Si une visite du site n'a pu se faire en bonne et due forme, les archéologues racontent ce qu'ils font à présent. Une fois les découvertes mises au jour, il faut les analyser, les étudier, les comprendre pour en rendre compte. "Nous devons construire un rapport et monter l'histoire du site en question. Nous avons fouillé près de deux mois et l'étude peut prendre près de deux ans. Le chef d'orchestre est Marie Rochette", poursuit Jean-Yves Breuil.
Les fouilles de la parcelle du 1, rue de l'Abattoir ont débuté le 11 avril dernier et se sont achevées le 26 juin. Cinq archéologues, en plus de Marie Rochette, ont examiné le terrain avant que la construction prévue par l'aménageur Urbat ne soit élevée. "Nous sommes au sud de la cité antique, en plein Haut-Empire, c'est à dire entre la fin du premier siècle avant notre ère et le deuxième siècle après J.C. Le terrain se situe à 50 mètres du rempart antique et à 100 mètres de la porte du Cadereau, ce secteur est encore mal connu. Cette fouille nous a permis de mettre en évidence des espaces cultivés mais aussi des secteurs liés au funéraire", note Marie Rochette. Ici, les principaux accès à la ville romaine se faisaient par la porte dite du Cadereau ou d'Espagne à l'ouest, donc, et par la porte de France à l'est.

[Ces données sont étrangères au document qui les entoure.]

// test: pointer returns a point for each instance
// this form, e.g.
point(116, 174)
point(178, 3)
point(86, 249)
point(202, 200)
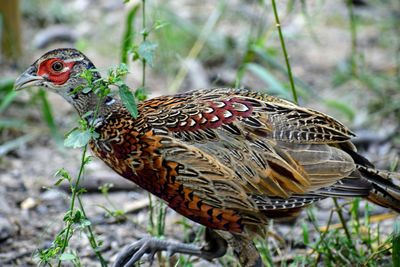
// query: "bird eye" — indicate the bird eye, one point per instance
point(57, 66)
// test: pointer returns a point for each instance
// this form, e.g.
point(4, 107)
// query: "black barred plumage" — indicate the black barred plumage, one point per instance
point(229, 159)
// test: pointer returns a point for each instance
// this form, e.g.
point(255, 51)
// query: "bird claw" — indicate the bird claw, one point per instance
point(150, 245)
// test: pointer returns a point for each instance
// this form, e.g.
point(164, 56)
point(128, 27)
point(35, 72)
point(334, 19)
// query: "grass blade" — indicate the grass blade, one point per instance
point(129, 34)
point(396, 244)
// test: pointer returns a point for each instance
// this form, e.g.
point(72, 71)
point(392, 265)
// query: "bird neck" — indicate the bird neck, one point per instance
point(91, 107)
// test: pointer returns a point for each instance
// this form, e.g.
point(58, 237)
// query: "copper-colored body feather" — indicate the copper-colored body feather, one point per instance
point(229, 158)
point(226, 158)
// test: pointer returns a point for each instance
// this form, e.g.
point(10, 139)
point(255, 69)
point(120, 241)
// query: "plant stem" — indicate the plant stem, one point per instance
point(278, 25)
point(341, 218)
point(144, 34)
point(72, 204)
point(91, 237)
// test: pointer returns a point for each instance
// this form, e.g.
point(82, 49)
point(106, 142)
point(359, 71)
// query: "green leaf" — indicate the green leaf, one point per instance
point(146, 51)
point(128, 100)
point(67, 257)
point(78, 138)
point(140, 94)
point(396, 244)
point(86, 90)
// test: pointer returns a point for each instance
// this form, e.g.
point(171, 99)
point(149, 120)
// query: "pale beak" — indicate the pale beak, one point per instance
point(28, 79)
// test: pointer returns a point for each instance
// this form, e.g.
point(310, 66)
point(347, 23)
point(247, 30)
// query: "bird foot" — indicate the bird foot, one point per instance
point(150, 245)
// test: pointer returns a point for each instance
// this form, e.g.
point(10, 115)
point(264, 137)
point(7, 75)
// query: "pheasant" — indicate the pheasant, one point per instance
point(229, 159)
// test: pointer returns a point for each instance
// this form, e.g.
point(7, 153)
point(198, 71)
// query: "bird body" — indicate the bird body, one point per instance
point(229, 159)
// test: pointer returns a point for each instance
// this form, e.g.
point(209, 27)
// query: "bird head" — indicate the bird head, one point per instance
point(60, 71)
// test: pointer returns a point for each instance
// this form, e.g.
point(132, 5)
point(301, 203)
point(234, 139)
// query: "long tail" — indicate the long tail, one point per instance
point(384, 191)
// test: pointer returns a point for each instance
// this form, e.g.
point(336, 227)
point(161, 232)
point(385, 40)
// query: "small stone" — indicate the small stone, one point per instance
point(6, 228)
point(29, 203)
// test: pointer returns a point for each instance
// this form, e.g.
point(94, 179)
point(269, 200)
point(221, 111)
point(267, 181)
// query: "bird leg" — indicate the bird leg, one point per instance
point(215, 247)
point(243, 248)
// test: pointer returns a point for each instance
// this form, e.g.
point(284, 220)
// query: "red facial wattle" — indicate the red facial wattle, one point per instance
point(58, 77)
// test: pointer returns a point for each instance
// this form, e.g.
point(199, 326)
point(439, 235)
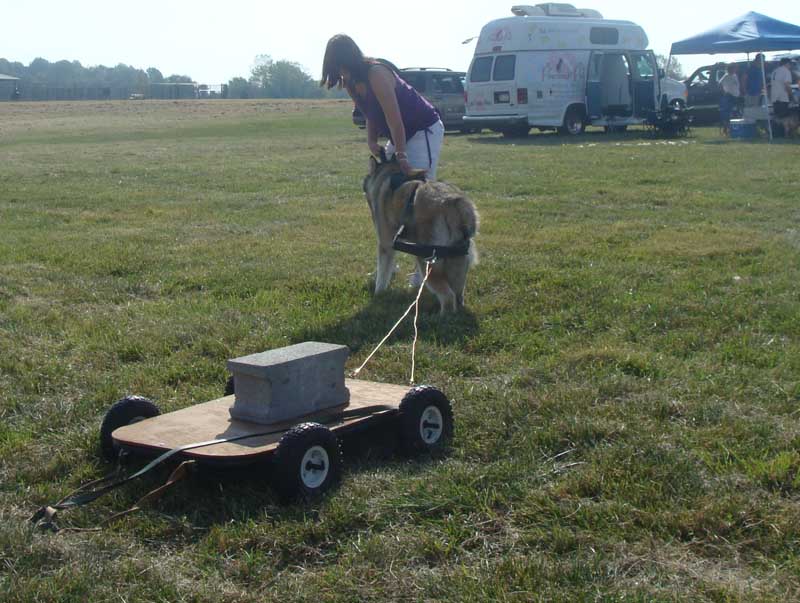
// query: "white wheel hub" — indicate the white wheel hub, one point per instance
point(431, 424)
point(314, 467)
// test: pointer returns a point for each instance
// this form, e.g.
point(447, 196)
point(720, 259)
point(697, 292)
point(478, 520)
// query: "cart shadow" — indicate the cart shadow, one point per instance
point(367, 326)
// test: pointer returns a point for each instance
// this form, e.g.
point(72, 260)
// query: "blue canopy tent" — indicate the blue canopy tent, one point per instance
point(752, 32)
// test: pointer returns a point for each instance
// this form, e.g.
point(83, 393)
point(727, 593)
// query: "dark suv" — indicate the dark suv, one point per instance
point(443, 88)
point(704, 91)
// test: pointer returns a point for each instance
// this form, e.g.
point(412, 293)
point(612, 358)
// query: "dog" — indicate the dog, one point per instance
point(432, 214)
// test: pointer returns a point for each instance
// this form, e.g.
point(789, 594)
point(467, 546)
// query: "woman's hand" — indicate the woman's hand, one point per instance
point(405, 165)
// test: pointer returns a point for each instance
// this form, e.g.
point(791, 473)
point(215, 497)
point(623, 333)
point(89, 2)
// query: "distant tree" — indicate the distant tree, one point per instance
point(154, 75)
point(675, 70)
point(282, 79)
point(38, 70)
point(179, 79)
point(239, 87)
point(260, 73)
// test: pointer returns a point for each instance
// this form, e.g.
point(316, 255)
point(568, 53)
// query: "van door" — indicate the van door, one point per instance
point(492, 86)
point(644, 77)
point(594, 87)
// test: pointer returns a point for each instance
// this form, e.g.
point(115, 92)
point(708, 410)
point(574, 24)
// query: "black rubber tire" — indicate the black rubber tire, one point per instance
point(287, 462)
point(574, 122)
point(413, 416)
point(130, 409)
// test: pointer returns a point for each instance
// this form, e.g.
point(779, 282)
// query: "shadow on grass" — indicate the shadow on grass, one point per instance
point(369, 325)
point(556, 139)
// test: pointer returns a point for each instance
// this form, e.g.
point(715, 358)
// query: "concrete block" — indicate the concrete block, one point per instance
point(287, 383)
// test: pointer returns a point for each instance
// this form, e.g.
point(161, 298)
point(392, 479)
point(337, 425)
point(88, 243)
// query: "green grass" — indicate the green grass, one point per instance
point(625, 379)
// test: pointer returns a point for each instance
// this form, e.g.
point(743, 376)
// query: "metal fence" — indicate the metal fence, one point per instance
point(168, 91)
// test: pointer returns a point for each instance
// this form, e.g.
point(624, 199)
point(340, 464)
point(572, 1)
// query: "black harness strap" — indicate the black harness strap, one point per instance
point(400, 243)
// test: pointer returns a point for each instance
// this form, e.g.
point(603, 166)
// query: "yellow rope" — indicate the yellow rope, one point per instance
point(415, 304)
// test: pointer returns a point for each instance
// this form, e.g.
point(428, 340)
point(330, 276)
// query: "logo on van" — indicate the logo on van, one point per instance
point(500, 35)
point(563, 66)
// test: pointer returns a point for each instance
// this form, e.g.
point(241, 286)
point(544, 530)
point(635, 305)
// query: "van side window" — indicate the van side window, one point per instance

Des traces de mises en culture ont été retrouvées, ce sont d'ailleurs les plus anciens vestiges retrouvés. Elles sont parfois recoupées par des tombes plus récentes, donc leur datation est antérieure au 1er siècle de notre ère. On voit un espace dédié à la vigne avec des fosses et deux champs bien distincts ainsi qu'une étroite zone qui peut évoquer du provignage.
Mais la partie la plus dense de ces fouilles concentrait 50 structures funéraires du Haut-Empire qui ont été mises au jour. Pour Julie Grimaud, archéologue qui a participé à la fouille, "l'enjeu opérationnel est de comprendre le fonctionnement du site. Les tombes se répartissent certainement en plusieurs groupes. Des inhumations sont très différentes. Certains corps ont la tête vers le Sud, d'autres au Nord ou à l'Est. L'un est inhumé sur le dos quand un autre l'est sur le ventre. Il y a des cercueils ou des fosses plus simples. Certains ont du mobilier, des balsamaires (des verres, NDLR) ou des monnaies ce qui est très caractéristique de l'époque. On retrouve aussi des dépotoirs."
Ce qui est moins logique, en tout cas plus intrigant, même si en France (à Poitiers, NDLR) une sépulture semblable est connue, les archéologues sont restés surpris par une tombe en particulier. "Dans une grande fosse de plus de trois mètres de long, un défunt a été déposé sur le côté gauche, redressé et appuyé par son bras gauche, comme s'il participait à un banquet. Il devait être maintenu par d'autres éléments organiques dont nous n'avons plus la trace", poursuit Julie Grimaud.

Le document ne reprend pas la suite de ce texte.